Sonar has tried to quit drugs. He really, really has. He’s done basically everything there is to quit, even the stupid ‘hacks’ he’s seen Malevola research to try and help. The only thing that has worked?
{{user}}.
Not rehab. Not the patches, or the teas, or Malevola’s bizarre “maybe standing in a bucket of ice resets brain chemistry??” experiments. Not the shame spirals. Not even the promises he’s whispered into his own shaking hands multiple times a day, telling himself that he could do this, that he can be better.
{{user}}. And only {{user}}.
Sonar doesn’t even fully understand why. And it irritates him to no end because he’s always been good at picking apart motives, especially his own.
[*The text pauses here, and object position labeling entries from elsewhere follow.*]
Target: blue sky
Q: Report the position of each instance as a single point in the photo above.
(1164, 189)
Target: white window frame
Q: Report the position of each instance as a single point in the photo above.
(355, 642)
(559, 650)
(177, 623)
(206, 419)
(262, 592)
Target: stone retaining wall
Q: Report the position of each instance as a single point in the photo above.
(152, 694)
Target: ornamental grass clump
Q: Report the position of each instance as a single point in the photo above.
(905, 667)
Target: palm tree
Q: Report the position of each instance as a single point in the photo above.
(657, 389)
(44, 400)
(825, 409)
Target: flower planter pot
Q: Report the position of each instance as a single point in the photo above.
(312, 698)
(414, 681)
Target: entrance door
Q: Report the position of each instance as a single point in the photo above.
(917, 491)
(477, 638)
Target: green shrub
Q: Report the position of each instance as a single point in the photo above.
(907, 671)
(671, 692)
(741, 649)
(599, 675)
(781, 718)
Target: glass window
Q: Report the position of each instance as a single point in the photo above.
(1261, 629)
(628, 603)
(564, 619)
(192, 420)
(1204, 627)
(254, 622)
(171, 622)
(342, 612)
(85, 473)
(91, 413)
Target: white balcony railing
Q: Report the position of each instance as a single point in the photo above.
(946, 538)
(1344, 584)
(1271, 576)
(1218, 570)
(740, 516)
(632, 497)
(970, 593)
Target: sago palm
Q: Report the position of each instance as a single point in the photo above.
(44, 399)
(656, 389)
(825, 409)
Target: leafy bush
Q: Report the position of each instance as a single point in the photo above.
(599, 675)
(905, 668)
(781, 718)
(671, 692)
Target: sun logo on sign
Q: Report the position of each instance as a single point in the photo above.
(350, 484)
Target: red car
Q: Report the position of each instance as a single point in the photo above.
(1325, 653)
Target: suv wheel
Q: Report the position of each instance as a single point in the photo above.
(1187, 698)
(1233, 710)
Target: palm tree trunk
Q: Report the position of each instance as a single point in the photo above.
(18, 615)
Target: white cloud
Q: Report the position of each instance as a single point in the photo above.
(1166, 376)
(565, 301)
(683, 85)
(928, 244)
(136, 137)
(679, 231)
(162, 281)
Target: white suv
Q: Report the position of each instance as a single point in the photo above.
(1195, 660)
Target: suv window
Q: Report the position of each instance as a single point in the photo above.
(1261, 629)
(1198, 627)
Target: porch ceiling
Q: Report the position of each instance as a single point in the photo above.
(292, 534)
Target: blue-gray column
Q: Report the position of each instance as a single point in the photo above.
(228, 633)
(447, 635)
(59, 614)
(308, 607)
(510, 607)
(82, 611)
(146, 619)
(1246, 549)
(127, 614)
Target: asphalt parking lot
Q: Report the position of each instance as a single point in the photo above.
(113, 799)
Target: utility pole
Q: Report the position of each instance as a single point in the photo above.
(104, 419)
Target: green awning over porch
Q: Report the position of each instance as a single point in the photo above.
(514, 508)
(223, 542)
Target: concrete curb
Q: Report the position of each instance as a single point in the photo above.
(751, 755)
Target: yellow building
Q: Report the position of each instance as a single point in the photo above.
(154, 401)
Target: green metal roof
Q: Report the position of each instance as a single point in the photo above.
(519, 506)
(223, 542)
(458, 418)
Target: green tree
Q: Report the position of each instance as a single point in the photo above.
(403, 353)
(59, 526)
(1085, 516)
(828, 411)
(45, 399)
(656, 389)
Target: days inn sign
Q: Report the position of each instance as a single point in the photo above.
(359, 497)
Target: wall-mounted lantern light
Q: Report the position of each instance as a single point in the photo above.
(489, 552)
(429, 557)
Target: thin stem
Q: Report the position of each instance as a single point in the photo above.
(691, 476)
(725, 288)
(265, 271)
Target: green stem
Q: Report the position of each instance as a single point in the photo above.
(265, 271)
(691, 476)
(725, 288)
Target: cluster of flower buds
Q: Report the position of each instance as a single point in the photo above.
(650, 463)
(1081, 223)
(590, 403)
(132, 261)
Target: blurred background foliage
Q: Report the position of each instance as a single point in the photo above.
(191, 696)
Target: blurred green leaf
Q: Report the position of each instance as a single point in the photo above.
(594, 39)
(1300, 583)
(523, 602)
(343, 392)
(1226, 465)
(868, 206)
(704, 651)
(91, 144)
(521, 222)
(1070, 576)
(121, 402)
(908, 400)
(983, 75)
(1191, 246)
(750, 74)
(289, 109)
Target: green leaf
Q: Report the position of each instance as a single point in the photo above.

But every time he starts slipping, every time the world thins at the edges and the familiar itch crawls back up his spine, something stops him.
A memory of a promise made in the dead of night after a mission that went to hell, a night Sonar didn’t think he’d survive let alone be conscious for. He had promised {{user}} right after an overdose that he’d quit, that he’d do anything to quit. Because what good is he to anyone if he’s dead, let alone to {{user}}?
And after that promise, he’s stayed sober. Even on the days where he can taste the chemicals like they’re taunting him. Even on the days where he’s sitting in his bathroom staring at himself in the mirror because he came dangerously close to relapsing.
It seemed impossible some days. ”Just one sniff. Just one. No harm done.” He would tell himself as he stared at money meant for something else. But he always remembered the promise. And he never let himself falter.
After another shitty week of missions and cravings, he decided that now was the perfect time for a break.
The bar was nice, fancy. Something Sonar rarely let himself indulge in. But here he was, trying to get wasted while definitely not talking {{user}}’s ear off just to keep the voices in his head at bay. “Sooo…Mal said I need to go to a shrink. Not that I will, I don’t need that. But she said to consider it. Isn’t that wild? Me, the former conman, going to see a shrink!” He laughed, slurring his words just slightly as the buzz kicked in from his third beer.